Senate hearing focuses on effects of solitary confinement

Sen. Dick Durbin (D-Ill.), chair of the Senate Judiciary Committee on Constitution, Civil Rights and Human Rights, convened a hearing June 19 to look at the alarming increase in solitary confinement in U.S. prisons for those who don’t need to be there.

Durbin described the detrimental effects of isolating prisoners, noting that “approximately 50 percent of all prison suicides occur in solitary confinement.” 

Senate Judiciary Committee Chairman Patrick Leahy (D-Vt.) explained that the hearing was necessary to evaluate the “serious human rights, fiscal, and public safety consequences” of solitary confinement and said there is mounting evidence that the use of such confinement may be counterproductive.

Despite its use as a regular “disciplinary tool,” Leahy said, “we rarely stop to think about whether the use of solitary confinement is actually effective.” He further explained that such confinement, originally a tool for “handling highly dangerous prisoners,” has become a method for “disruptive but not violent” behavior.
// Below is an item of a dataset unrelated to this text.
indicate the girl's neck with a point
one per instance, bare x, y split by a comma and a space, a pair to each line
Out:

ABA Governmental Affairs Director Thomas M. Susman, in a statement submitted to the subcommittee, echoed Durbin and Leahy’s concerns. “The costs – to the public fisc, to prisoners, and to the communities to which the vast majority of prisoners once isolated will return – are immense,” he said. Susman recommended that the subcommittee investigate how “the use of long-term solitary confinement may be restricted so as to promote the safe, efficient, and humane operations of prisons.”

He pointed out that for 40 years the ABA Criminal Justice Standards have guided policymakers and practitioners regarding criminal justice policy.
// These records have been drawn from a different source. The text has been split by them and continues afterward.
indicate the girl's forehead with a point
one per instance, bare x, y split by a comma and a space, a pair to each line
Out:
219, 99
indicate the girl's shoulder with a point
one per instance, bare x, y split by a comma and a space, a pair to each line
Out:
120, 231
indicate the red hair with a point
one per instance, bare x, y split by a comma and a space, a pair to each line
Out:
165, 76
The 2011 Criminal Justice Standards on Treatment of Prisoners state that “segregated housing should be for the briefest term and under the least restrictive conditions practicable and consistent with the rationale for placement and with the progress achieved by the prisoner.” The standards also forbid “extreme isolation” in all instances.
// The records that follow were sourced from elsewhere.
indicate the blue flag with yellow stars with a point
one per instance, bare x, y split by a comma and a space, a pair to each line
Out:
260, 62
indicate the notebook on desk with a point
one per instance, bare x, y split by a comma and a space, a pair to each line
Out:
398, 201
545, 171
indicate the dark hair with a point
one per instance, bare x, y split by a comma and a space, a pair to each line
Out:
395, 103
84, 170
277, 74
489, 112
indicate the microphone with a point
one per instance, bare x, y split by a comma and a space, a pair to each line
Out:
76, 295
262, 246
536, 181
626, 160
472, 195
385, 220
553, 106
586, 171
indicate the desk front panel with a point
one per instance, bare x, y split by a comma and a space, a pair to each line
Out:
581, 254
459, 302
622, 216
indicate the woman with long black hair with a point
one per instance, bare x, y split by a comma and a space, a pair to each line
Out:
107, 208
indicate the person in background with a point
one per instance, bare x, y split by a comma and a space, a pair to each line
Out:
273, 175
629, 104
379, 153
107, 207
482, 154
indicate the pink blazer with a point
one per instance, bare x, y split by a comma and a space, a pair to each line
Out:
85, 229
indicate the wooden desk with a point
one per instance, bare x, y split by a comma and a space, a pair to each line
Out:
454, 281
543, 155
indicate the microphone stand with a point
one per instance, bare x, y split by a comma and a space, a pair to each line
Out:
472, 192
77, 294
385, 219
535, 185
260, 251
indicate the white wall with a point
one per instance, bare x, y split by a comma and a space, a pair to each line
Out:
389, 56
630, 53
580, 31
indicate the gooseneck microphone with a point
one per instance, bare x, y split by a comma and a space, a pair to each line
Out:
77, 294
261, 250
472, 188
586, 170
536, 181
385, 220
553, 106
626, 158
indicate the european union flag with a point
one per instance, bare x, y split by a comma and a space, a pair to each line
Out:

The effects on prisoners kept is solitary confinement suggest “decreases in brain activity and can provoke serious psychiatric harms,” Susman explained, adding that  more difficult reentry and the likelihood or recidivism is increased for prisoners who spent time in isolation. Solitary confinement increases mental health issues, and prisoners in long-term separation require “effective monitoring and treatment of their mental health needs,” he said. 

One witness at the hearing, an exonerated death row inmate, said he was treated with a “total disrespect of human dignity.” He had “no physical contact with another human being for at least 10 of the 18 years” he was incarcerated. He explained that solitary confinement affects not only the inmate, but also “his family, his children, his siblings, and most importantly his mother.”

Emphasizing that the hearing was the first ever held on the issue of solitary confinement, Durbin indicated that he is working on legislation to address this “public-safety issue” and to encourage “reforms in the use of solitary confinement.”